DeepSpeed Deepspeed Inference not working on llama when input has padding and using kernel injection

Describe the bug I am tryting to do batch inference, so the inputs needs padding. When using replace_with_kernel_inject=True, the engine output is incorrect. setting replace_with_kernel_inject=False produces correct output.

I also tried to disable the padding, it also works.

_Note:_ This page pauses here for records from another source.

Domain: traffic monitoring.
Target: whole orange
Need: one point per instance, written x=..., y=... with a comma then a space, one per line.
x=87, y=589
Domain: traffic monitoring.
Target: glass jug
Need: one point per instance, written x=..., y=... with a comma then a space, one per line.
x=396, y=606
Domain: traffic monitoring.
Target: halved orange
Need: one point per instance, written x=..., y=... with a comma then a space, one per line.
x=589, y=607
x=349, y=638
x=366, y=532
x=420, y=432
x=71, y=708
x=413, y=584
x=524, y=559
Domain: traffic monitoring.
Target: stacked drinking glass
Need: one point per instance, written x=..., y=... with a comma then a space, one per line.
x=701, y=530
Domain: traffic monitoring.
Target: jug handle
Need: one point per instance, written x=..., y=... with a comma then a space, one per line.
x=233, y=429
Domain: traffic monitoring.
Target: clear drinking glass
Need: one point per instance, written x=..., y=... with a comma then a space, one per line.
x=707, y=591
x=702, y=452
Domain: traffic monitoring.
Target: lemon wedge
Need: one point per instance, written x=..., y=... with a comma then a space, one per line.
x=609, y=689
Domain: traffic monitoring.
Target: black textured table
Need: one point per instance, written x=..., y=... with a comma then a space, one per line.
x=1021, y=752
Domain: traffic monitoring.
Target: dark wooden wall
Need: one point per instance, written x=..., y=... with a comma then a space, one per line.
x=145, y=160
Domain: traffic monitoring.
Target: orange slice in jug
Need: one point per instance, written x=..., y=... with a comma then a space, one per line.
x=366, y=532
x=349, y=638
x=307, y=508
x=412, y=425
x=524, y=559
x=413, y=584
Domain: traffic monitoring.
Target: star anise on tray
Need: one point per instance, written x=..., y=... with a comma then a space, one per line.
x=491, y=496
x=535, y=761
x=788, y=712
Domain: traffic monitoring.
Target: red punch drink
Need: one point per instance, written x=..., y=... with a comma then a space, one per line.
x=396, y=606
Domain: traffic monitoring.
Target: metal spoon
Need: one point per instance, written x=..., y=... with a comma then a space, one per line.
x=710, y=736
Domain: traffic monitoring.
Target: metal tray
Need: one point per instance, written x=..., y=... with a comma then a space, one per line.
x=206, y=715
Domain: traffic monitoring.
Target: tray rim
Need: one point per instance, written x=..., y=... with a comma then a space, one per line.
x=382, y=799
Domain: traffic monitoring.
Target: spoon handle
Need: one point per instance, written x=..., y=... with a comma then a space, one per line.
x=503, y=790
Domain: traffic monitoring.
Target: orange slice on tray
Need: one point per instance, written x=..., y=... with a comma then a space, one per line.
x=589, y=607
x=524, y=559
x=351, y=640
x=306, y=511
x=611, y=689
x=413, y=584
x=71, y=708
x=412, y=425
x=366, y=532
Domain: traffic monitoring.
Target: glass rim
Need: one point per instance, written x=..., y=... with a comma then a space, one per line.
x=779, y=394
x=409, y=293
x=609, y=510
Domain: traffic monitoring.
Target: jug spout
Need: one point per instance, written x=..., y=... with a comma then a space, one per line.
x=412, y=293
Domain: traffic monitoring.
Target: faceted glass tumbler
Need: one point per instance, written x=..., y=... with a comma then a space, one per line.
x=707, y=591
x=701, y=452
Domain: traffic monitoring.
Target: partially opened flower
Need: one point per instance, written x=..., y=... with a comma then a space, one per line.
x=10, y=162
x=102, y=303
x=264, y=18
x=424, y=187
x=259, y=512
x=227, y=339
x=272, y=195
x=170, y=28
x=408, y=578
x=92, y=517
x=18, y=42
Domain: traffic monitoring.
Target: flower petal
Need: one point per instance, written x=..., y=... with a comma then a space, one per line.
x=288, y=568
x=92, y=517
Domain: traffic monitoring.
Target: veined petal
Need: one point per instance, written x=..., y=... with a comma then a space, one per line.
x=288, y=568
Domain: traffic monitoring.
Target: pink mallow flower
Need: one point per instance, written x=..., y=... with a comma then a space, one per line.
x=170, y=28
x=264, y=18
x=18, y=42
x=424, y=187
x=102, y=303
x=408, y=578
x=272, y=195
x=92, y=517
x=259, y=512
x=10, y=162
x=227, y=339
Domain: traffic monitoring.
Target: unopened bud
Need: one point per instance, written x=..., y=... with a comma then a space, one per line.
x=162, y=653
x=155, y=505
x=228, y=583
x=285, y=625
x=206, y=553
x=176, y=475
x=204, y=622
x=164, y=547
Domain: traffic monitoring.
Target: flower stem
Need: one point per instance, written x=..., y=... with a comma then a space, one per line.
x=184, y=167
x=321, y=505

So it seems that kernel injection does not support well when input has padding.

To Reproduce Script:

import os

import torch
import torch.distributed as dist
import deepspeed
from transformers import AutoModelForCausalLM, GenerationConfig, AutoTokenizer


dist.init_process_group("nccl", world_size=int(os.environ["WORLD_SIZE"]))
# setup_distributed_slurm()

model_name="lmsys/vicuna-13b-v1.3" #'gpt2'   #
model = AutoModelForCausalLM.from_pretrained(model_name).cuda()
tokenizer = AutoTokenizer.from_pretrained(model_name)


texts = ["what is lemon?","tell me a story about moon", "what is kv cache in decoder-only transformoer models?", "explain e=mc^2",]

input_ids =[]
attention_masks=[]
for text in texts:
    model_inputs = tokenizer(text, max_length=96, padding="max_length",truncation=True,
                            return_tensors="pt")
    # if not padding, works fine
    # model_inputs = tokenizer(text,
    #                          return_tensors="pt")
    input_ids.append(model_inputs["input_ids"])
    attention_masks.append(model_inputs["attention_mask"])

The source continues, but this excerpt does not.